言葉が切れた瞬間、数十メートル先に生える樹木が大きく揺れた。水の槍が分厚い木の幹に綺麗な風穴を空けたのだ。槍は地面に刺さり続けているが、エルリダの集中の途切れたと同時に消失する。
巨漢の頬には刃物を掠めた線が引かれている。薄汚れた皮膚からは、濁った赤い憎悪を吐き出されている。
「これは威嚇ですわ。次は中心を射抜きますわよ」
巨漢は睨みつけるだけで、応答はしない。エルリダは一方的な会話により、不満げな表情が顔に出る。眉を顰め、いかにも怒りますよと言わんばかりに。
「ゴ、ロ、ず」
と、狂った発声をしながら腰を落としていく。
地面をしっかりと掴み、腕の筋肉が力んだことによる膨張。その直後、一点を目がけた猛烈な突進をした。
エルリダとの距離は寸秒も早く縮まった。
ドォゥン
空間に鈍い振動が響いた。
巨漢は1メートルというところで、停止している。その体勢は壁にぶつかっている最中そのものだ。
エルリダは一歩も動かず、美しい姿勢からは腕が伸びる。その先には、半透明な一枚の水箱を作り出していた。その壁は2センチと薄く、容易に破壊できるガラスのようだ。

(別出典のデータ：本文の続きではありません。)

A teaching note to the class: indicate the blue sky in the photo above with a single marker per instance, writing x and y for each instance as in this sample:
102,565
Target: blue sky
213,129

巨漢は直ちに後方に下がった。そして地に足をつけた瞬間だった。
エルリダは優雅に構えていた――10本の細長い槍は巨漢を捉えている。エルリダは、もはや口を開こうとしない。
間髪入れず、10本は次々と宙を駆けた。
巨漢は大きな身体を器用に動かし、一撃一撃を丁寧に回避する。それ以上の速さの水槍は、服や皮膚を裂きながら通り過ぎる。腕や脚からは血が流れ、服にも赤黒い染みが広がる。
致命的な傷は負ってないものの、戦闘を続けられる状態でないことは火を見るよりも明らかだ。
巨漢は歯軋りをしながら静止し、エルリダの奥にいるラーミアルを凝視する。
数秒の沈黙を置き、巨漢は身体を反転させた。そして、大きく跳ねるようにして学園の外へと移動していった。